Ben Soedira
Foreign Sands
Ben Soedira’s ‘Foreign Sands’ is an exploration into what constitutes as “home”. Having lived in a country foreign to his parent’s background, Soedira has been surrounded by the modernisation of culture and people. The photographic body of work uses the metaphor of the landscape to visually express the growth and development on which people have influenced a city. In this case Dubai, a city purely built on foreign elements, from imported sand to manipulating its own natural resources in order to seamlessly make the impossible. Dubai became the perfect subject to speak about globalisation issues along with a contemporary world.
The photographic body displays metaphors that subtly show this, through images of clothing that blend within the natural landscape, to the growing community of Kushti wrestlers fighting for a piece of home. Images of sand and dust speak about the desert and its ever-shifting landscape much like Dubai itself. Making Dubai a reflection of a globalised society, a place that has become influenced and built up on foreign cultures.

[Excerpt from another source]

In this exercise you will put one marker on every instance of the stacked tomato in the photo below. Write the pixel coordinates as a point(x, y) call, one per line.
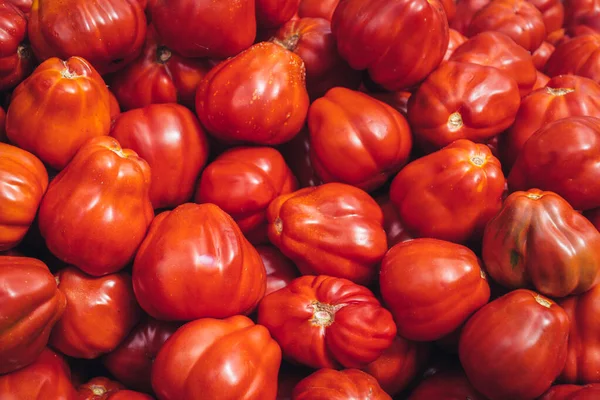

What can only be described as ‘urban amnesia’ as the city begins to rapidly move forward we begin to forget what is truly important, the people that have shifted the direction and meaning of home, by creating their very own communities and life that remain with them despite the city’s movement. Therefore questioning Soedira on what he constitutes as home and identity.
Dubai is home for me despite it officially on paper being Glasgow; the work visually in many people’s eyes may seem quite foreign. However I do feel like everyone can relate to it in someway, as we more and more begin to question our identity daily. Our access to the world becomes easier and we dream of moving away to set up home somewhere else, leading us to question where am I from? And what truly is home for me? And with a city changing daily I struggle to recognise and associate myself with a place, a place that I feel strangely foreign to but at the same time very comfortable in. Yet with all this in motion it excites me to see my home shift and expand in new directions; a place that allows all cultures and nationalities to embody something from their own motherland to this new home.